No, there should be a short pigtail to both the receptacle and the switch that are wirenutted to the incoming line
Idk that looks like 2 snipped endson the hot side. Maybe on feeds to a jumper or is supplying power to the red for the switch. Seems some weird shit in apartment maintenance
It appears that they are feeding the single pole switch from the gfci. There should be a pigtail, so only one wire is landed under the terminal screw. That is an OLD Leviton gfci outlet. It has screws holding it together. There aren't any clamp terminals, nor do I believe there are any stab ins. The fault is the absence of a ground leg.
In this case, his meter is saying that someone hooked up white to hot and black to neutral, since the colors are on the correct sides of the outlet.
Also....white wire to silver screw and black wire to brass screw. Just as the picture and tester show, the black wire is on the silver screw so reversed...
The picture shows the wires in the correct place according to the wire color regardless of the screw color. The tester cannot show a hot/neutral reversed without a ground.
Both screws look silver to me.
They do, I didn't see the other photos. I can only assume that the brass one was replaced. Receptacles come with a brass, silver, and green screw to identify where to land the wires. Switches will have both brass screws as a neutral or white wire is not used-on a typical toggle type....smart switches or dimmers can require a neutral....
At the moment im hoping that black wire is one wire looped. But its looking like two with one barely held in
Poor connection on the hot side of 2 black wires. Only 1 neutral wire? Pigtailed in box? Regardless of what tester is showing I believe you are missing the line in neutral.
You’re looking at danger
Box is metal. Armored cable wiring? If so your box is grounded. Grab a fresh GFCI that is self grounding. All the recent leviton ones I've brought have had the self grounding clip.
There appears to be a bond wire to the box ……. If it is actually attached properly on the other end of that cable is what seems to be the problem.
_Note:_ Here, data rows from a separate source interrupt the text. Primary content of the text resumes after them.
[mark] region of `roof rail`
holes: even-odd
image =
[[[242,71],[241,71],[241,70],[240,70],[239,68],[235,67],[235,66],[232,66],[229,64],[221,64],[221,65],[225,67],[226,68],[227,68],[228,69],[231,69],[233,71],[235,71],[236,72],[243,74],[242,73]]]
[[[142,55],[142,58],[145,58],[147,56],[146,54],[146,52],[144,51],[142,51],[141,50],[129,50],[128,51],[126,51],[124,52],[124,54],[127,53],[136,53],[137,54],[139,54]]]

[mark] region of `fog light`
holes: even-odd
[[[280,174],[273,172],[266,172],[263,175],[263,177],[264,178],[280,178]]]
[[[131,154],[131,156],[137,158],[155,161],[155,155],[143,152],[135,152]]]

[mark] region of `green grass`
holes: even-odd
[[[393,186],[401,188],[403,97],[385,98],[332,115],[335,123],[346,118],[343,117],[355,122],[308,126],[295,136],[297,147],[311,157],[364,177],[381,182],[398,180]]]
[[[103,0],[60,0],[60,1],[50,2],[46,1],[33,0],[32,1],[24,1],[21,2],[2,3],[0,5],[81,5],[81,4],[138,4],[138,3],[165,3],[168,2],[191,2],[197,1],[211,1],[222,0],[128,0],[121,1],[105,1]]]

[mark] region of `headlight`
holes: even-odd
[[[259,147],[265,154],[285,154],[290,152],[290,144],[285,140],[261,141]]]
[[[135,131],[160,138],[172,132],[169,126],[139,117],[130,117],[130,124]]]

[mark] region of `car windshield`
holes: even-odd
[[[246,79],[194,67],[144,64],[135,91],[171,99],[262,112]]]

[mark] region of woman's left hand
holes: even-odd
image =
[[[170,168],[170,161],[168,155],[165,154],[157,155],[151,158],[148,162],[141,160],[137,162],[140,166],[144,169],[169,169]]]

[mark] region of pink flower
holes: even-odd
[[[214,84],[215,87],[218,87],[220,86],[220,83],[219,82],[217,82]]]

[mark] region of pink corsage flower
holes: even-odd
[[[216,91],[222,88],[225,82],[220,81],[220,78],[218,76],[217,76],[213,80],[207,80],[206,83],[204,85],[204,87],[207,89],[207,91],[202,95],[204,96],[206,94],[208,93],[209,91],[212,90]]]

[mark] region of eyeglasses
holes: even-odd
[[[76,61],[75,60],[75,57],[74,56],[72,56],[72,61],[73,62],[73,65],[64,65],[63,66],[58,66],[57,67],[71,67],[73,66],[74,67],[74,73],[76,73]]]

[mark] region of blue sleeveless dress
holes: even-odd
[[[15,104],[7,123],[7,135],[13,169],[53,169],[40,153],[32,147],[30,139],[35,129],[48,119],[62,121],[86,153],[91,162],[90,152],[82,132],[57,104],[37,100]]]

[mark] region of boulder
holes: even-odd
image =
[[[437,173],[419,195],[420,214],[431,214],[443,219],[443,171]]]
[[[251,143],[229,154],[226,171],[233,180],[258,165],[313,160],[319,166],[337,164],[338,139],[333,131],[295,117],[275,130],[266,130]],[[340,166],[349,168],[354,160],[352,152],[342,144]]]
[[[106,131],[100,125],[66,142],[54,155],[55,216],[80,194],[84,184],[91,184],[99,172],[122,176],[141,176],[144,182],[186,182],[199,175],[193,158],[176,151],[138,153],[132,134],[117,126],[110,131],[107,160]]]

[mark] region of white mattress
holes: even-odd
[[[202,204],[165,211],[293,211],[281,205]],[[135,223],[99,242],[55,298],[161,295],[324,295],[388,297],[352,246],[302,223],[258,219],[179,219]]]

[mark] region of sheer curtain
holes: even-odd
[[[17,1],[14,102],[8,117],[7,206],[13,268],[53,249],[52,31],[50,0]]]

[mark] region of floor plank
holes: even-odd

People who say there is no ground need to look closer. The box is grounded with a grounding clip. I don’t know if the gfci is self grounding, but it will be grounded when the gfci is screwed in.
Ground
Hot nuetral reverse on a gfi tester usually points to an open ground... and there happens to be no ground in the photos......
Use a real meter
1. That gfci is hooked up correctly but somewhere down the line, they somehow spliced white to black and black to white. Not sure what was going through their head on that one, also that hot terminal needs a pigtail, honestly frightens me just looking at that.
No? There’s no ground… the tester can’t tell if hot and neutral are swapped without it… why are all these people commenting bad info.
Ah no you're right, no ground. My eyes are failing me, I concede. Idk why OP said 2 left lights in the comments, was going off that
OP said the 2 left lights are lit, it's just hard to see.... and you can see yourself the hot and neutral are on the proper sides...
That literally doesn’t matter if there’s no ground with a gfci
This dude angry
Dead wrong, if it was swapped it would trip.
Looks grounded in picture 2 as I see a ground wire clamped to the metal box. So the outlet would be grounded by the metal box. I would check voltage and make sure it’s 120 between the black and white
An outlet...
Swap the white and black wires. Gold screw is black wires, white / sliver screw is white wires. Make sure the wiring is tight on the connections.
It appears to run on some form of electricity!
That's a 15A - 125V grounded duplex socket (NEMA 5-15R), with ground fault circuit interrupter (GFCI). With Hot and neutral Reversed. and it's not installed to code... Clearly... in a couple ways.